The client SHOULD include the 'name' attribute to specify the 'resource' of all messages that it received from a room:

Example 7. Storing groupchat messages in a collection

    
<iq type='set' to='montague.net'>
  <store xmlns='http://jabber.org/protocol/archive'
         with='balcony@house.capulet.com'
         start='1469-07-21T03:16:37Z'>
    <from secs='0' name='benvolio'><body>She will indite him to some supper.</body></from>
    <from secs='5' name='mercutio'><body>A bawd, a bawd, a bawd! So ho!</body></from>
    <from secs='11' name='romeo'><body>What hast thou found?</body></from>
  </store>
</iq>

5. Retrieving a Collection

The client sends an empty <retrieve/> element to request the download of a collection:

Example 8. Requesting a collection

    
<iq type='get' to='montague.net'>
  <retrieve xmlns='http://jabber.org/protocol/archive'
            with='juliet@capulet.com'
            start='1469-07-21T02:56:15Z'/>
</iq>

Example 9. Receiving a collection

    
<iq type='result' to='montague.net'>
  <store xmlns='http://jabber.org/protocol/archive'
         with='juliet@capulet.com'
         start='1469-07-21T02:56:15Z'
         subject='She speaks!'>
    <from secs='0'><body>Art thou not Romeo, and a Montague?</body></from>
    <to secs='11'><body>Neither, fair saint, if either thee dislike.</body></to>
    <from secs='14'><body>How cam'st thou hither, tell me, and wherefore?</body></from>
  </store>
</iq>

If the collection does not exist then the server MUST return a Not Found error:

Example 10. Unsuccessful reply

    
<iq type='error' to='romeo@montague.net/orchard'>
  <error code='404' type='cancel'>
    <item-not-found xmlns='urn:ietf:params:xml:ns:xmpp-stanzas'/>
  </error>
</iq>

6. Removing Collections

To request the removal of a collection the client sends an empty <remove/> element.

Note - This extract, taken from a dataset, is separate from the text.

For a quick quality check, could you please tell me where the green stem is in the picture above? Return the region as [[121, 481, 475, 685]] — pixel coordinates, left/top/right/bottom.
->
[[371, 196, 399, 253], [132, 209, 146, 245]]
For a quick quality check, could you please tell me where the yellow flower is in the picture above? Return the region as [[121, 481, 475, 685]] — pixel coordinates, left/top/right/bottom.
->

Example 11. Removing a single collection

    
<iq type='set' to='montague.net'>
  <remove xmlns='http://jabber.org/protocol/archive'
          with='juliet@capulet.com'
          start='1469-07-21T02:56:15Z'/>
</iq>

If the collection does not exist then the server MUST return a Not Found error:

Example 12. Unsuccessful reply

    
<iq type='error' to='romeo@montague.net/orchard'>
  <error code='404' type='cancel'>
    <item-not-found xmlns='urn:ietf:params:xml:ns:xmpp-stanzas'/>
  </error>
</iq>

The client may remove several collections at once. The 'start' and 'end' elements MAY be specified to indicate a date range.

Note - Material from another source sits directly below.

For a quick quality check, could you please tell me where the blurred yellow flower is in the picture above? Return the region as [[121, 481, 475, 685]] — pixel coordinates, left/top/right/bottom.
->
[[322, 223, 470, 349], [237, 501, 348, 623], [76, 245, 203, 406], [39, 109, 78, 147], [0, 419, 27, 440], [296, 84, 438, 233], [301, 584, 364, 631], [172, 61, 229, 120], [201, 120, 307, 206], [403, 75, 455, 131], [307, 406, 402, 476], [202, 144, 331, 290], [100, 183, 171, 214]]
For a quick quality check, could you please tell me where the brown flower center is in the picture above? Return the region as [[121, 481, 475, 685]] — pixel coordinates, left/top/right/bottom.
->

Example 13. Removing all collections with a specified JID between two times

    
<iq type='set' to='montague.net'>
  <remove xmlns='http://jabber.org/protocol/archive'
          with='juliet@capulet.com'
          start='1469-07-21T02:00:00Z'
          end='1469-07-21T04:00:00Z'/>
</iq>

If the 'with' attribute is omitted then collections with any JID are removed.

If the end date is in the future then then all collections after the start date are removed.

Example 14. Removing all collections after a date

    
<iq type='set' to='montague.net'>
  <remove xmlns='http://jabber.org/protocol/archive'
          start='1469-07-21T02:00:00Z'
          end='2038-01-01T00:00:00Z'/>
</iq>

If the start date is before all the collections in the archive then all collections prior to the end date are removed.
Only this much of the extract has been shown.